Le poète témoin réside dans une parole nécessaire et nomade. Sans être messager mais simple passant, grâce à son regard et à ses impressions, il annonce l’essentiel des bruits du monde. Et le texte gravé doit cheminer aussi dans l’esprit d’autrui. Il ne doit pas laisser à travers ses mots qu’une perception de silence. Que celui qui passe ait une bonne impression de ce qu’il observe. La poésie bouleverse le rythme alentour. Nous partageons tous sur terre le nomadisme d’une existence mystérieuse.

Cependant dans nos mondes urbanisés, nous oublions le Grand Silence où les taiseux côtoient les laborieux bruyants. Écoutons les litanies des tendés, apprécions les chants polysémiques et polyphoniques des rites de thé. Imaginons... Nous sommes tout près des grandes tentes tendues sur les sables et battues par les vents... Il faut : du thé, du feu, du temps et des amis.
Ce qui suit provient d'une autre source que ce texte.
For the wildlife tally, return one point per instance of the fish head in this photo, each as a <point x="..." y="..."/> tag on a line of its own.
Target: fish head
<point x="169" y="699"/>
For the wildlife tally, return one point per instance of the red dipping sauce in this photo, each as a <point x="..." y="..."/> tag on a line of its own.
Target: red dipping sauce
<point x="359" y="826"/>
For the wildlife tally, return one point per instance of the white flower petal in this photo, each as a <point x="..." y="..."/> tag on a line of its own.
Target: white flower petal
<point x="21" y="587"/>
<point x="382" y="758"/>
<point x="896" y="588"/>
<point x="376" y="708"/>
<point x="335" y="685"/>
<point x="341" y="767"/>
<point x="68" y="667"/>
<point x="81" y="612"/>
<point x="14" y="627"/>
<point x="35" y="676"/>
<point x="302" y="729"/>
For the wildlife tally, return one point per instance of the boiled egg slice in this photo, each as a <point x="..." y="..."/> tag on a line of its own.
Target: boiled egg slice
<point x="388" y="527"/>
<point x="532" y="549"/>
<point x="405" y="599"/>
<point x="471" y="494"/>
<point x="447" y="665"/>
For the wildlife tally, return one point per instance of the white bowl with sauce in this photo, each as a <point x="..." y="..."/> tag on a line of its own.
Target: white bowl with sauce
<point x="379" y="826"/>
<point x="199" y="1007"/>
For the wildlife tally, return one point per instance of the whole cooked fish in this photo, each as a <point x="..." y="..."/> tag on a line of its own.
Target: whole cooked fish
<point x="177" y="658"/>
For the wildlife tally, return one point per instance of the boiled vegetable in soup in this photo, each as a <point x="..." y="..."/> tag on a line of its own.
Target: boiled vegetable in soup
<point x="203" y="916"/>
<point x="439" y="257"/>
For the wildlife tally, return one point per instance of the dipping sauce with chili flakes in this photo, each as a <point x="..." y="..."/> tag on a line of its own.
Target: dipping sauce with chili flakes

J’ajouterai également qu’il est nécessaire de méditer ce silence qui pérégrine aussi dans l’esprit. Ce sont nos mémoires qui cheminent sur les assonances et les allitérations du texte. Et les rythmes du texte bercent ou ponctuent la marche des taiseux devenus pèlerins d’un monde épuré.

Pour le poète, il se passe toujours quelque chose dans le modeste enclos de la vie. Quand bien même l’homme de lettres doute, le poète connaît sa finitude : « Et de mon poème, qui se souviendra ? » En fait, Paul Couëdel, dans son cheminement à travers ce désert fréquenté par les Touaregs, pose la question de sa voix et par là-même, de sa propre vie. Il aura, grâce à ses mots, tracé comme une forme de sacerdoce. Si les pensées sont sauvages, les objectifs du créateur sont d’ « harmoniser violence et tendresse, unir fureur et douceur ». N’est-ce pas l’objectif de tout créateur que de retrouver et de recréer l’harmonie des silences du monde. Si la philosophie pense le monde, la poésie garantit la pérennité de l’existence humaine.

Paul Couëdel en son désert intérieur, cheminant silencieusement tel un « marcheur mutique » nous apprend que le métier de poète est un travail de veilleur, de tisseur de mots mais aussi de brodeur contemplatif et taiseux qui noue les festons de la vie et tisonne son silence tout au long de son poème.